Trouble with uploading model from local

Hi,

I’m trying the Clara Train SDK. It’s been working great so far! However, I have trouble uploading the trained model from local The API Visualization Tool gives Error 500: Internal Server Error. Do you have any suggestions about that? Thanks!

Hi

Thanks for your in AIAA.

Could you provide more information on the steps you did? You should do he following:

  1. load the models to the server
  2. if you are using mitk, you need to go to nvidia AIAA preference page and point it to the server.
  3. check that the models are loaded successfully by listing them. Either from mitk multiLabel segmentation, "click here link ti see Details of available models" or just use briwser link http://:5000/v1/models

Hope that helps

Hi,

Thanks for your reply. I’m having trouble with the first step you mentioned. I tried to upload files as required from the AIAA server API page. I zipped a tensorflow model in checkpoint format and modified the model config. But after I hit the “execute” button, it just showed “Internal server error” and said that “Either the server is overloaded or there is an error in the application”. I think there’s something wrong with the model format. Also, I checked this page: http://:5000/v1/models. My model did not show up.
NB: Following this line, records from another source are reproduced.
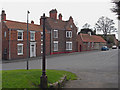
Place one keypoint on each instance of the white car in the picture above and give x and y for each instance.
(114, 47)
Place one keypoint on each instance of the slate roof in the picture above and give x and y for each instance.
(59, 24)
(21, 25)
(92, 38)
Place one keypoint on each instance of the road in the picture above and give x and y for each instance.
(96, 69)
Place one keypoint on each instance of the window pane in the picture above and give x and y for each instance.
(55, 46)
(67, 46)
(19, 49)
(70, 46)
(19, 35)
(55, 34)
(32, 36)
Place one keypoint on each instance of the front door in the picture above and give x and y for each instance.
(32, 49)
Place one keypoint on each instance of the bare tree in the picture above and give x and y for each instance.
(116, 9)
(86, 26)
(105, 25)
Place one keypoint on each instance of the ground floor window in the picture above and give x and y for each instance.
(68, 45)
(55, 45)
(20, 49)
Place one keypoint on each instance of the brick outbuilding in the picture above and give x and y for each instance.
(87, 42)
(14, 39)
(63, 34)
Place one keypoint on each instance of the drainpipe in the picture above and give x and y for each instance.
(9, 44)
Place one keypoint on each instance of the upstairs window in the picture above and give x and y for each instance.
(88, 44)
(68, 45)
(41, 48)
(32, 35)
(41, 36)
(20, 35)
(55, 33)
(20, 49)
(92, 44)
(69, 34)
(55, 45)
(5, 34)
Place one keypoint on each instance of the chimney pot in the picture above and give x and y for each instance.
(53, 14)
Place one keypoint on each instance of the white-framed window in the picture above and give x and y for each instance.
(5, 34)
(20, 35)
(20, 49)
(69, 34)
(88, 44)
(41, 48)
(32, 35)
(68, 45)
(55, 45)
(92, 44)
(41, 36)
(55, 33)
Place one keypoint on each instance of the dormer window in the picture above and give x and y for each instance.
(32, 35)
(68, 34)
(20, 35)
(55, 33)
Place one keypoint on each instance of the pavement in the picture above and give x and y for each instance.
(94, 69)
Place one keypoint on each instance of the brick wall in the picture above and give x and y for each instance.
(5, 42)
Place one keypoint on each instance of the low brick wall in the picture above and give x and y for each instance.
(59, 84)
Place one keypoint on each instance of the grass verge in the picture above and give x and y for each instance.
(31, 78)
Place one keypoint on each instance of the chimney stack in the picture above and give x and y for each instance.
(3, 15)
(70, 19)
(53, 14)
(60, 16)
(32, 22)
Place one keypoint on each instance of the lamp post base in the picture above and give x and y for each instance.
(43, 81)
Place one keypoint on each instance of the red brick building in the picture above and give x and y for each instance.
(14, 39)
(87, 42)
(63, 34)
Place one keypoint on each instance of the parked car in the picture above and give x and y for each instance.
(114, 47)
(104, 48)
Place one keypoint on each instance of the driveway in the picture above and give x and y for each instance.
(97, 69)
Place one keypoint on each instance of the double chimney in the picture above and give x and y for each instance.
(53, 14)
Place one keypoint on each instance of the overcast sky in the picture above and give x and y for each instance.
(82, 11)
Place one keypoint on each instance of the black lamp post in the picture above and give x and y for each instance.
(43, 78)
(27, 41)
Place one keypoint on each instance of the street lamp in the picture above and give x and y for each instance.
(43, 78)
(27, 41)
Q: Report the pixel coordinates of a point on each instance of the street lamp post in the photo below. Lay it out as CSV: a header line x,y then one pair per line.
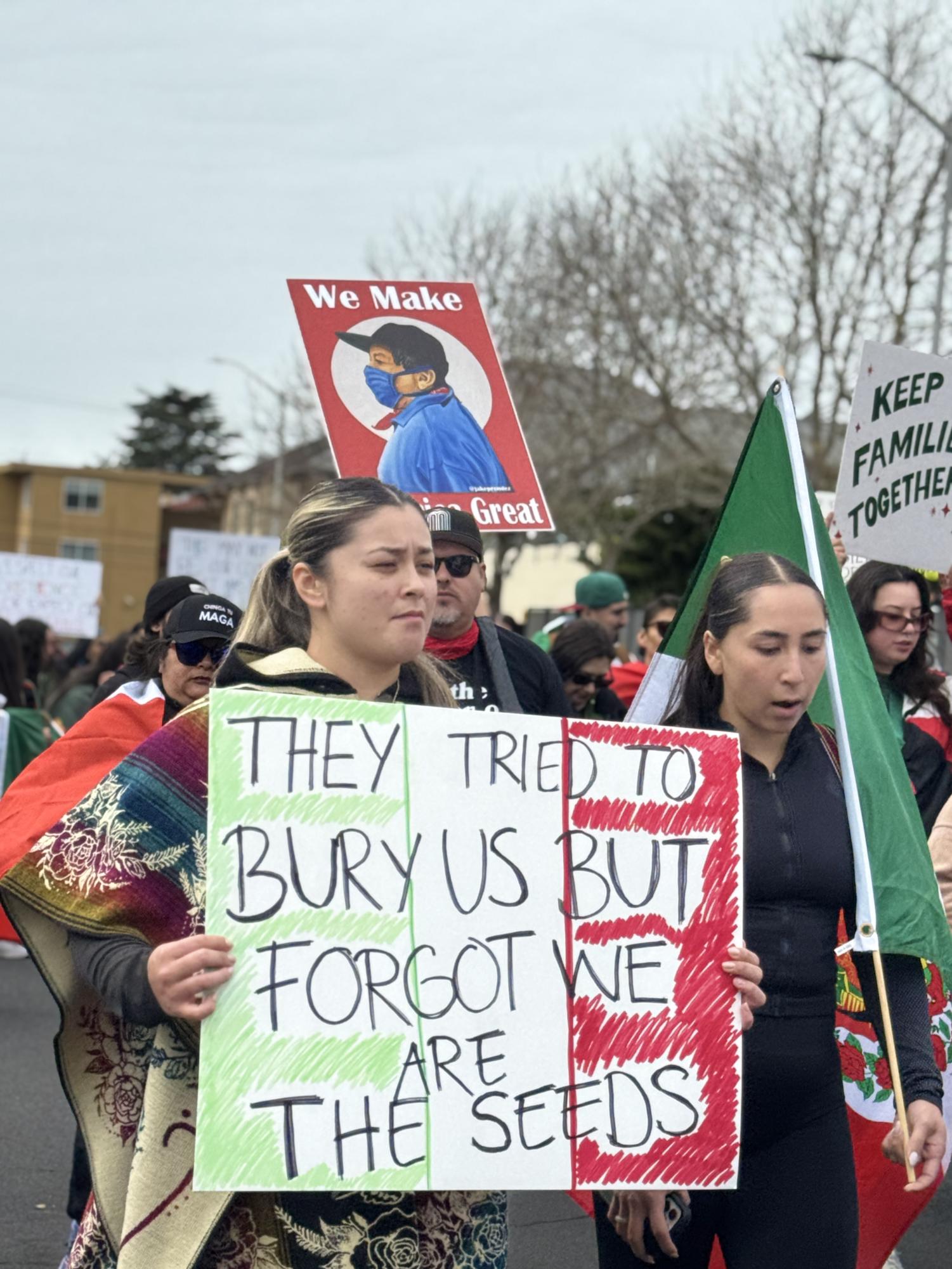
x,y
946,131
278,474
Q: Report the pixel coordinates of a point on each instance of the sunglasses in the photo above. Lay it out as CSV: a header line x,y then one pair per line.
x,y
583,680
897,622
195,651
457,566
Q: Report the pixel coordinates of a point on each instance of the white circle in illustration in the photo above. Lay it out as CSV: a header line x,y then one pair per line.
x,y
465,376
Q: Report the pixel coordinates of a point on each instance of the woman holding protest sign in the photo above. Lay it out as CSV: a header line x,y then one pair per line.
x,y
892,607
754,663
342,611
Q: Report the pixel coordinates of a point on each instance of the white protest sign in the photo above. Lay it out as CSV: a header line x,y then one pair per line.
x,y
894,494
63,593
225,563
470,954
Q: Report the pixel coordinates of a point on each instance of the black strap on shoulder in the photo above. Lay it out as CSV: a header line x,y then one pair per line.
x,y
498,669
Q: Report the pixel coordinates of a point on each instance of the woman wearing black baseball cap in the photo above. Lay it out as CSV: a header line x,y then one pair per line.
x,y
342,611
193,641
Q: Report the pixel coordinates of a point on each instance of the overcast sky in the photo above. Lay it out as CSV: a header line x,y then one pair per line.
x,y
167,167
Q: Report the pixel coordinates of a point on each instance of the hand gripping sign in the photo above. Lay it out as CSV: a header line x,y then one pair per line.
x,y
470,954
413,393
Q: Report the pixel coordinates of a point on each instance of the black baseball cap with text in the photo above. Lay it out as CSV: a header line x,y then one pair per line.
x,y
448,524
202,617
167,593
410,347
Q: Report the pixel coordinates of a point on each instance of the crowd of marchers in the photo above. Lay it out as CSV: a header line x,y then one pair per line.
x,y
372,598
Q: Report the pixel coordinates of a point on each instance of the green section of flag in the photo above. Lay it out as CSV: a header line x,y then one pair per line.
x,y
760,513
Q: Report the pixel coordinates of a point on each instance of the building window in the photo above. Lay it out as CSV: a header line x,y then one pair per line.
x,y
81,494
78,549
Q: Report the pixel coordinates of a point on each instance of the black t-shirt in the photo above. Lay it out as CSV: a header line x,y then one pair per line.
x,y
536,682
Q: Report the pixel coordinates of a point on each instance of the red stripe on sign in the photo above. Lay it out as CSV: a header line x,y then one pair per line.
x,y
568,953
696,1028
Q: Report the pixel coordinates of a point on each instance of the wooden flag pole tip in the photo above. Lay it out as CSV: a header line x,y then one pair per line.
x,y
892,1061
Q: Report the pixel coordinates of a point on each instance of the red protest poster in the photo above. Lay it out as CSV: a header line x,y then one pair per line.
x,y
413,393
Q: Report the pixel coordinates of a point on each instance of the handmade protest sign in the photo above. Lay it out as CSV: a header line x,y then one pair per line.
x,y
63,593
894,494
226,563
470,954
413,393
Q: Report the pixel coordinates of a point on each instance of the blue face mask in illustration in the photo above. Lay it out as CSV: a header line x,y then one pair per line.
x,y
384,386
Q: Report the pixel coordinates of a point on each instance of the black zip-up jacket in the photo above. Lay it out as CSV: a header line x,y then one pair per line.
x,y
797,878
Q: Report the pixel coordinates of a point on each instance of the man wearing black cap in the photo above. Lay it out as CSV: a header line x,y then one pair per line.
x,y
434,446
160,601
494,669
195,640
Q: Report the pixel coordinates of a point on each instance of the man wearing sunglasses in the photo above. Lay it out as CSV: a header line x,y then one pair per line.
x,y
195,639
493,668
659,615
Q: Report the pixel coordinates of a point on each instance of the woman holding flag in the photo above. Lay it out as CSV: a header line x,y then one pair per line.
x,y
753,665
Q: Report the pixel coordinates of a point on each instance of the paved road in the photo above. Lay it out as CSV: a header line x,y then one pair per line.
x,y
547,1231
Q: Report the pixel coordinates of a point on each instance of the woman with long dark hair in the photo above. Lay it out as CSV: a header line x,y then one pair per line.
x,y
342,611
892,607
753,665
583,653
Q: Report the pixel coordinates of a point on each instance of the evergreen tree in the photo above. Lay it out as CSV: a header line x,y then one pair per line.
x,y
178,432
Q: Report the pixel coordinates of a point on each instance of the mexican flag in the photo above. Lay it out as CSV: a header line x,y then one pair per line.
x,y
771,507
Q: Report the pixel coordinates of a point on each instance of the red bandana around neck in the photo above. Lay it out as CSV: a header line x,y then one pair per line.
x,y
452,649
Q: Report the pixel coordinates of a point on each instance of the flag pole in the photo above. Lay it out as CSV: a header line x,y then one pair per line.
x,y
894,1061
867,938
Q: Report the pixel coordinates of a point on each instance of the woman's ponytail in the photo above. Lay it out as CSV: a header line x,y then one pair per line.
x,y
276,616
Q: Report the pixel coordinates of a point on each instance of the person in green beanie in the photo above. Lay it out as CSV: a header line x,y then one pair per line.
x,y
599,597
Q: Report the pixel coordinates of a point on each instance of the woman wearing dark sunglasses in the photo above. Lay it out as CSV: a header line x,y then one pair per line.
x,y
583,655
891,604
195,639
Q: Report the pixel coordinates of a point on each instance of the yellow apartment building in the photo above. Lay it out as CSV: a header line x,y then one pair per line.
x,y
119,516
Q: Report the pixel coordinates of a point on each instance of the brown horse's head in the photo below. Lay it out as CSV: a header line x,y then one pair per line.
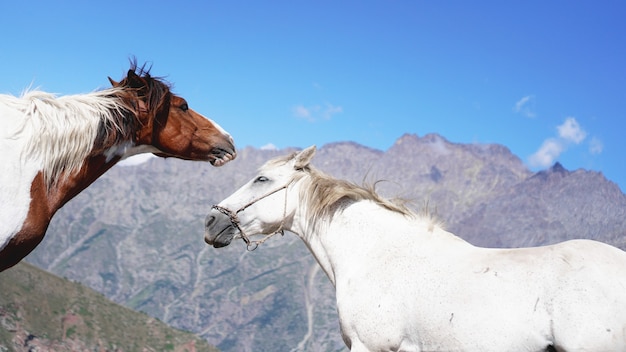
x,y
165,121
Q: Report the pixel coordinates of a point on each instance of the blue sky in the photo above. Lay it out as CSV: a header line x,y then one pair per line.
x,y
547,79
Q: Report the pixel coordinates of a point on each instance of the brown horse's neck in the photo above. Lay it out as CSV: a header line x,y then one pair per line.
x,y
45,203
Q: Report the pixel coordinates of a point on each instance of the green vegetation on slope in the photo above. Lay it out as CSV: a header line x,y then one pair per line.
x,y
38,309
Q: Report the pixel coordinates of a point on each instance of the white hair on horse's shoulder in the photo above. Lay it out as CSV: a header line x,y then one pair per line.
x,y
61,130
Could you please give me some more detailed instructions about uploading the model? Thanks!

Hi there,

Let’s first try uploading our model,
then you get the idea of how that works then we can see how to upload your model.

So you can first download the model.zip and config-aiaa.json in here: https://drive.google.com/drive/folders/1xLq4hsuCxf80HN2FKbUoWlY001Me3Nmo

then let’s create a directory to put these two thing inside,

after that you go to that directory and unzip the model.zip

then you do

curl -X PUT “http://127.0.0.1:5000/admin/model/byom_segmentation_spleen
-F “config=@config-aiaa.json;type=application/json”
-F “data=@model.zip”

Then when you see something in your terminal,
Check http://:5000/v1/models again the new model should be uploaded,

Let’s try this first and see if this works.
I just tried on my machine and it worked so that’s see if everything is right on your end

Thank you so much, I’ll definitely try it!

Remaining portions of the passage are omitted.